By J.V. Houlihan Jr.
If people don’t push limits and boundaries they don’t learn things and move forward. A kid takes his first solo steps and then it’s game on: wandering, exploring and troubleshooting become the order of the day—for years to come. When the training wheels come off our bikes we get a blast of exhilaration and adrenaline—prerequisites for adventure. Then, in the course of our crashing and banging our way toward being fine upstanding adult citizens, we will eventually make some mistakes. We may break a bone or just banged up and get some scrapes—stuff happens. As a result of testing our limitations most of us will probably learn something.
As we age some of us may find that putting ourselves in harm’s way is a great way to test our skills; however, we need to develop said skills before we embark on our quest to go and evperience something. (Training wheels are called training wheels for a reason) This is a prudent mindset. On the other hand some may say we must throw “caution to the wind,” and just jump into whatever endeavor we chose to experience—self-preservation be dammed. “No guts, no glory” is an audacious attitude to possess. This platitude also sounds romantic, and the five syllables strike a deep part of us all. So we are presented with a conflict, and a conflict cannot be resolved without action. So what are we going to do? Should we be prudent and proceed in a judicious manner and weigh our options, or do we “just do it,” (another platitude) whatever it may be.
Now make a note of this five word platitude: prior planning prevents poor performance. I’m not sure how this string of alliteration got tucked away into a file in my head, yet here it is sitting perfectly in the context of this column. The aforementioned simply means that we must be somewhat circumspect when we decide to do something. A guy I knew down in Florida attended Embry-Riddle Aeronautical School in Daytona Beach. He was studying to be a pilot, and is currently a pilot for U. S. Air. Before taking a plane ride with him once in a Cessna 182, were did a pre-flight inspection: elevator and rudder, tires, aileron freedom, flaps (down for inspection), remove tail and wing tie-downs, remove gust lock, fuel, lights, remove chocks, (check fuel), et al. The list was long. Rick was a student pilot stacking hours of flying time, and this was the drill before we took off to fly over sunny Daytona Beach. This guy was meticulous with his inspection. “A good flight involves a good landing,” he said as we did some touch and go landings on some grass strips along the coast. My friend was a funny guy; however, while flying the Cessna he was all business. Furthermore, while on our final approach with a crosswind, he was in complete control of his aircraft as he kicked the rudder and greased us in for an interesting landing. This is a fine example of the previous platitude. Rick had a plan and performed it well.

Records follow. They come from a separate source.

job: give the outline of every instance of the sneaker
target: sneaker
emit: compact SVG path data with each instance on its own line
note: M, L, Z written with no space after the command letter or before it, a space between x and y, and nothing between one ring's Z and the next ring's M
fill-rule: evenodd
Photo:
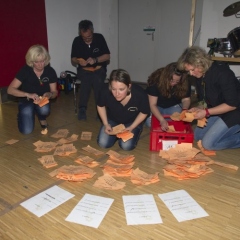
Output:
M48 129L47 128L42 129L41 134L46 135L47 133L48 133Z
M87 119L86 116L86 108L79 108L79 112L78 112L78 120L83 120L85 121Z

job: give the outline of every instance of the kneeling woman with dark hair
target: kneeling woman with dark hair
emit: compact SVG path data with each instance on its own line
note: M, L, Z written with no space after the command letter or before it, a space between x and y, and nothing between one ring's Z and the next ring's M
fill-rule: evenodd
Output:
M109 86L100 92L97 109L103 123L97 138L99 146L110 148L118 140L123 150L134 149L150 107L147 94L131 82L127 71L117 69L111 72ZM116 135L111 135L112 127L119 124L124 124L125 130L134 134L132 139L124 142Z

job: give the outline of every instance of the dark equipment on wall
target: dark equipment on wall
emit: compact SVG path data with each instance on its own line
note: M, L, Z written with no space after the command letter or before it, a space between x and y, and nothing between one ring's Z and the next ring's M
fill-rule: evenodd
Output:
M81 84L81 81L77 78L77 74L71 71L61 72L60 79L64 80L64 92L66 94L70 91L69 86L73 88L74 110L75 114L77 114L77 87Z
M236 18L239 18L240 15L237 14L239 11L240 11L240 2L235 2L224 9L223 16L229 17L232 15L235 15Z

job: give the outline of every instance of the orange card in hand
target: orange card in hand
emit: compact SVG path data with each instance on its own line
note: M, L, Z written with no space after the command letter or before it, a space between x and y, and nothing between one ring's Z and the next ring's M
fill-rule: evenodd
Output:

Recently, a father and son from Australia bought a 43 foot sailboat on Craigslist for 10.000 dollars. Their plan was to sail the boat back to OZ. “We’ve got plenty of food, plenty of booze, good sails and all the safety gear we need, so we’re going to be OK,” said the son, “ we’ve never done anything like this. Dad’s not even a sailor, but he’s a quick study.” This is what we would call an extremely ambitious father and son adventure. However, we will find that these guys did not really dial in to the “prior planning prevents poor performance,” thing noted earlier. This boat was sold for short money, because it had problems. One very major issue was hull delamination, which would no doubt alter the structural integrity of the sailboat—serious stuff on an ocean passage. Furthermore, these guys were advised by the USCG to not leave Newport. The men didn’t listen even though they were warned that a serious ocean storm was imminent. They felt that they would be fine.
Their plan was to sail across the Atlantic, round the tip of South Africa, and then sail through the Southern Ocean to their destination. As a result of their plan they ended up in serious trouble 150 miles south of Nantucket. Subsequently, the men had to alert the coastguard. Because of the inexperienced men’s capricious endeavor, they put not only themselves but also the coastguard rescue team in harm’s way. They did not weigh their options. They were irresponsible and foolhardy. By the time they were safely in the helicopter the winds had increased to 60 knots, and the seas jacked up to 25 feet and were increasing. A few hundred miles further south, the outcome could’ve been much different.
In my book, The Monkey’s Fist, there is a true story titled, “Prudence, Patience and Hope.” This story deals with a small adventure about sailing my 30 foot Ericson sloop, Reverie, from Newport up and around Prudence Island one late October day. What started out as realistically planned sail turned into a test of me and my boat. Moreover, before sailing out of Newport, I had carefully weighed my options. On the way back to Newport after rounding Prudence, I got caught in 40 knots of south wind and things got dicey and very dangerous. Although I enjoy pushing my sailing limits, I did not intentionally put myself or anyone at risk. I wrote the story so I would learn from the experience, and never forget what had happened. Then, I sold it to a sailing magazine. The experience has never left me. Finally, it is good to push limits; however, there is a personable responsibility we all must abide by, and that is to not put someone else in danger—for our folly.